Эванс подумал. Сплюнул прямо на пол, сместился чуть вбок. И довершил «разгром» противника: разрезал вертикальные половинки туловища ещё и поперёк! Буркнул:

– Ну уж эту – точно трахать не буду! Учёный уже.

Несколько удивлённый отсутствием ожидаемых привычных комментариев, он оглянулся на напарников. Странно. Парк застыл, словно громом поражённый, уставившись в точку где-то над дверным косяком, Рикер вообще лежал на полу ничком, закрыв голову сверху обеими руками. Тело его вздрагивало, как при рыданиях.

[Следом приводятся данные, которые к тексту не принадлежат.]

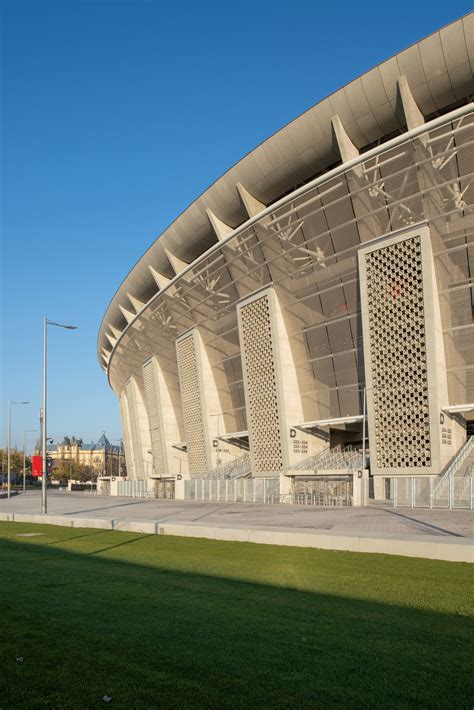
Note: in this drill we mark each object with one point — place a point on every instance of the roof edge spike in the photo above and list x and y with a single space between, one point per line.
251 204
115 331
346 147
178 264
128 315
136 303
160 280
221 229
413 115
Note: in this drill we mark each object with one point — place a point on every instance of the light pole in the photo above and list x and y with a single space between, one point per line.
44 505
25 432
9 442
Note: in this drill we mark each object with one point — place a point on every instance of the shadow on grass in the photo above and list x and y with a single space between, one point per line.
157 637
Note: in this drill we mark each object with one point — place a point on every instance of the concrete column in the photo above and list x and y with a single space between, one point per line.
163 420
140 431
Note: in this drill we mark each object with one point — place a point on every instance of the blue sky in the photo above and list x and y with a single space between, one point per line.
115 116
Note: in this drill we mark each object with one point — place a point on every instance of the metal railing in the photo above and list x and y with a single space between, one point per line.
457 492
234 469
455 466
237 490
349 457
313 499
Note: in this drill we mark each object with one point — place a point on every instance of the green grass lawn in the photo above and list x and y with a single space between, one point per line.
168 622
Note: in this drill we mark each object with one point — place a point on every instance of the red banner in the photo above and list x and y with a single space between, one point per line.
37 466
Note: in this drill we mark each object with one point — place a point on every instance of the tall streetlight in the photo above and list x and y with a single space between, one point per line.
25 432
44 505
9 441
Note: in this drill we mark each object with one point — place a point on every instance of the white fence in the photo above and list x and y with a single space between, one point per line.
425 492
237 490
132 489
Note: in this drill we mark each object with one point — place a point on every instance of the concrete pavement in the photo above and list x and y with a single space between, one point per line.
440 534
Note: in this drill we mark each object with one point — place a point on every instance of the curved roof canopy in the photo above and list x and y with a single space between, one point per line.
421 82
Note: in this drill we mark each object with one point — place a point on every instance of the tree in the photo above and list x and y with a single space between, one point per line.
16 463
65 470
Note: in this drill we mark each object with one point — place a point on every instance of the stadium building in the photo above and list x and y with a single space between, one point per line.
315 304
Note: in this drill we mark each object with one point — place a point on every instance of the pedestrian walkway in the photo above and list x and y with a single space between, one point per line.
440 534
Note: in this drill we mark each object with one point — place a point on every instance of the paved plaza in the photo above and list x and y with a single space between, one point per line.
347 521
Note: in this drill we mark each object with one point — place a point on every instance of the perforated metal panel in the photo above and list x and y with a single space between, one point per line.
136 447
396 318
153 405
192 405
261 385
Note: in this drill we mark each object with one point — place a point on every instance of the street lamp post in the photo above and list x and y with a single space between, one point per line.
44 504
10 443
25 432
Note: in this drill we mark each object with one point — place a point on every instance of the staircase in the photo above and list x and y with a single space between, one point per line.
239 468
461 466
336 459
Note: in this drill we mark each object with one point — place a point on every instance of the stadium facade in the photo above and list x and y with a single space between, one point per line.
327 276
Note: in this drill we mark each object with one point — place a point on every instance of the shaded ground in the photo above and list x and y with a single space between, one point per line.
156 621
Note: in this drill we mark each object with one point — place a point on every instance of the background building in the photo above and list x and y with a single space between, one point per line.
100 457
332 262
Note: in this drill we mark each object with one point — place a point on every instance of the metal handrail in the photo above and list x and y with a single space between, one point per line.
455 464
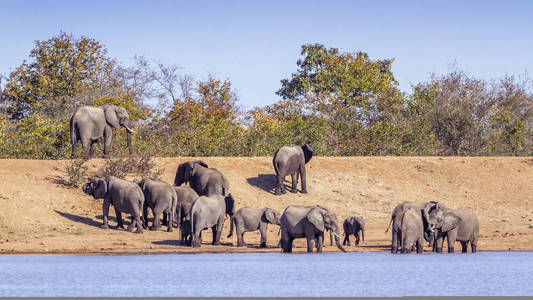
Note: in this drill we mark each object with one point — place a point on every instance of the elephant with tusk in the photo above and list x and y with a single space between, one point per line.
308 222
88 124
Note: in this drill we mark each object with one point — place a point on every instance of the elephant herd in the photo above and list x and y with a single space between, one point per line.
206 200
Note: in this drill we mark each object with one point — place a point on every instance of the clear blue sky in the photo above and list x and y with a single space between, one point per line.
256 43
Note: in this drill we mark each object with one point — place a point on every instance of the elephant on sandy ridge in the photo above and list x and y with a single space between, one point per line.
88 124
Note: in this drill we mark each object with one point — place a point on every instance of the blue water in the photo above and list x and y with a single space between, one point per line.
269 274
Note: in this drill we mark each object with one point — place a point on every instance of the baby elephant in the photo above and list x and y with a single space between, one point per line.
251 219
352 225
161 198
186 232
126 197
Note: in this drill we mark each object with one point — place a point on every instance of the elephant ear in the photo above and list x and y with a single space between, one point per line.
189 171
201 163
270 216
111 116
316 217
100 191
451 220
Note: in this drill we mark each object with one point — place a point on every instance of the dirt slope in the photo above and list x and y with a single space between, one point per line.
39 215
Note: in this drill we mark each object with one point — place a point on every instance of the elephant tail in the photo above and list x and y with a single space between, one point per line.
388 227
231 222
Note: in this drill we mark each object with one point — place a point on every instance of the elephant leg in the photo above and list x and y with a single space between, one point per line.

С Парком оказалось попроще: подойдя к нему, Эванс вылил ему на голову стакан воды, набранной из крана, похлопал по мокрым щекам… Парк, словно выброшенная на берег рыба, несколько раз судорожно вздохнул, и зашевелился: тело расслабилось и разогнулось, глаза приобрели осмысленное выражение. Оглянувшись, он наконец увидел Эванса, стоявшего прямо перед ним:

– Где я?!

Более глупого вопроса Эванс себе представить не мог, тем более – от Парка, но ответил вполне спокойно:

– Ты на Адонисе, дружище. В форпосте, построенном нашими вояками. На верхнем уровне, в кухне. Более подробная информация нужна?

Парк, казалось, потрясён этим ответом. Но очень быстро удивление и растерянность в его взгляде сменилась пониманием, и он словно пришёл в себя:

– Тьфу ты, Эванс! Зачем ты облил меня водой?

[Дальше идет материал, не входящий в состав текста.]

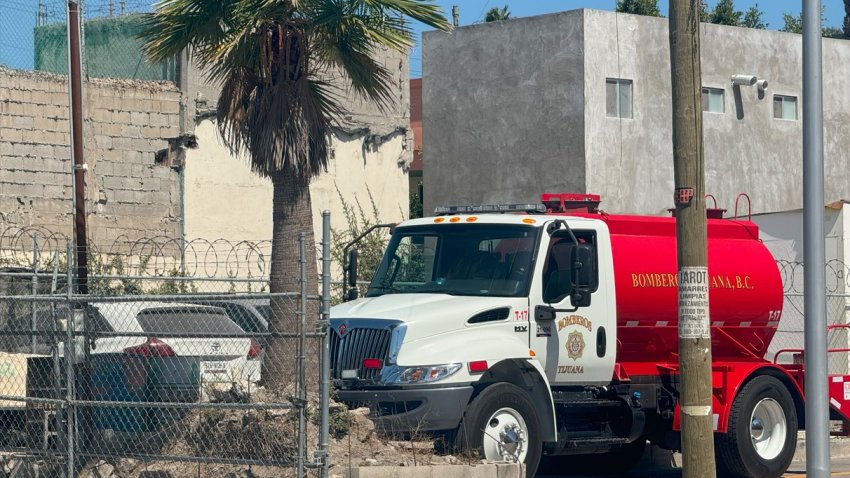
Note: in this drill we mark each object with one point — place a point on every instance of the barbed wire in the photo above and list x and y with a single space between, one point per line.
35 247
54 11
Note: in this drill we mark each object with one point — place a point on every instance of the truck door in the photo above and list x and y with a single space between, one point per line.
579 344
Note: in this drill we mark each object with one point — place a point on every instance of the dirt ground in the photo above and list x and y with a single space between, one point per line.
265 435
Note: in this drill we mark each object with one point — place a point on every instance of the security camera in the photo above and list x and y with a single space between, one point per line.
744 80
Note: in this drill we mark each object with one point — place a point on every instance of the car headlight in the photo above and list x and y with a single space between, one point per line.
426 373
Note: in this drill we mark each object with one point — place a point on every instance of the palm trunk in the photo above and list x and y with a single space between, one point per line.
291 215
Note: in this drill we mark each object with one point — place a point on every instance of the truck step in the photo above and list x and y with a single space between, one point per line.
597 441
592 402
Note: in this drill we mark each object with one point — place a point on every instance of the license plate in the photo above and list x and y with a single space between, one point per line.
213 367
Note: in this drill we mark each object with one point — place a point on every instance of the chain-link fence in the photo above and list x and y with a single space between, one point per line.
790 334
33 36
172 376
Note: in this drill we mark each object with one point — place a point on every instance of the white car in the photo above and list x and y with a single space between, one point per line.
172 330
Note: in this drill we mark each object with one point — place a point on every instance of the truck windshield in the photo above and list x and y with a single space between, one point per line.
461 259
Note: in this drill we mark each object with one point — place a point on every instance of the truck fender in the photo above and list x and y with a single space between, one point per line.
527 374
727 381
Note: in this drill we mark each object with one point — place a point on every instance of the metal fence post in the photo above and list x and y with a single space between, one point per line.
302 387
324 324
34 280
68 354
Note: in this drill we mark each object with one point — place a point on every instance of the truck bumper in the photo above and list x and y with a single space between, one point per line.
405 410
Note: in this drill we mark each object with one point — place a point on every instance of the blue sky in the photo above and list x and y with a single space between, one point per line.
17 18
472 11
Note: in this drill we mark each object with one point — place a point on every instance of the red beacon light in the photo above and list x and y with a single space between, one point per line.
571 202
372 364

– Будто не знаешь! Ты стоял, замерев, как в ступоре, и даже не моргал. Ну а вода – она как раз обычно помогает. Приводить людей в себя.

– Чёрт! Чёрт… Не помню. – Парк потёр лоб пальцами, поморщился. Потом морщины на лбу разошлись, – Чёрт! Я вспомнил! На нас напала круглая волосатая тварюга, и я начал разрезать её лучом, но… Посмотрел ей в глаза. А они – как две звезды! Ну, или – прожектора. Ослепили меня. Тело словно свело судорогой. И… Дальше ничего не помню.

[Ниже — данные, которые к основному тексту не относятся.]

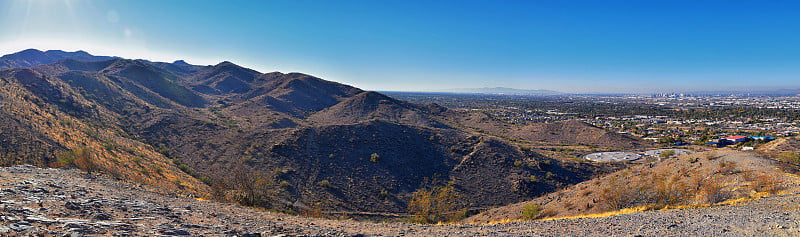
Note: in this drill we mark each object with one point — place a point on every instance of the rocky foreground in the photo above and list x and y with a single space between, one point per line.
51 202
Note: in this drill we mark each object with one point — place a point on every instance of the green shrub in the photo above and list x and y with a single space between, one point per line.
549 175
518 163
667 153
433 205
324 183
374 158
530 211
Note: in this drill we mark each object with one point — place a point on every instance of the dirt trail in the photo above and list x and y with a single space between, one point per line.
57 202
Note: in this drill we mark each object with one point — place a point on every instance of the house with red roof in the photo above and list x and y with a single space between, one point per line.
736 139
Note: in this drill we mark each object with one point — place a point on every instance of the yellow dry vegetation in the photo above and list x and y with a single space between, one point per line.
131 160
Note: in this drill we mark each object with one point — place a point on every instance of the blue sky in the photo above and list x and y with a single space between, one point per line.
571 46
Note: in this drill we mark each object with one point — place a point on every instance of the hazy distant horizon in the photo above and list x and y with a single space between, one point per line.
570 46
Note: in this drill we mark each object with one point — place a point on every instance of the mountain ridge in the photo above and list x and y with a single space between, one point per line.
289 132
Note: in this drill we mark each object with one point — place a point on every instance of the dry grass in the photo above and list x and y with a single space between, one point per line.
718 178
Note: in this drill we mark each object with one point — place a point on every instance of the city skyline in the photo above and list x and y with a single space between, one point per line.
574 47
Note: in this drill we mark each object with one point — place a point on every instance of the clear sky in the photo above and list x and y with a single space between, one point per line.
570 46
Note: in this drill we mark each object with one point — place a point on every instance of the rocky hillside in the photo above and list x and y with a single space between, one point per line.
295 142
693 180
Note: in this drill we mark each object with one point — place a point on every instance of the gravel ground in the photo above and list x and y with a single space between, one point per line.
59 202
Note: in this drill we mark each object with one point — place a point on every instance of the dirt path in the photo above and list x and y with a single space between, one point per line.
57 202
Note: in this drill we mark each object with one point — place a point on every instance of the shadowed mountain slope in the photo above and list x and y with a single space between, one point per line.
287 141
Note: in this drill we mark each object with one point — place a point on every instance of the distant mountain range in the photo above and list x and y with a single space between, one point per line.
286 141
32 57
502 91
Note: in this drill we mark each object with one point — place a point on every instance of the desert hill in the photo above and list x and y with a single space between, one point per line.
295 142
698 180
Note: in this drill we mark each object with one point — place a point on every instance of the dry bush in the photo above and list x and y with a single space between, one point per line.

– Значит, хорошо, что ты отвлёк её внимание на себя. На меня она «посмотреть» не успела. И я её прикончил. И распилил на четыре куска. Кстати – странно, но они ещё вполне резво шевелятся! Она какая-то уж слишком… Живучая!

– Она не то, что «живучая», она вообще – практически бессмертна! – это голос подал Рикер, всё ещё не спешивший поднять голову с пола, и убрать с неё руки, из-за чего голос его слышался, словно из-под подушки, что не мешало ему ощутимо дрожать. – Это – самая страшная и мерзкая мразь, которую я с детства помню! И боялся её всегда до дрожи. Называется – упырица! Может гипнотизировать. И нейтрализовывать луч лазеров.

– Очень смешно. Просто нужно проверять заряд, да магазины пустые – заменять, – Парк, осматривавший оружие, положил его на кухонный стол. – Пистолет не пострадал.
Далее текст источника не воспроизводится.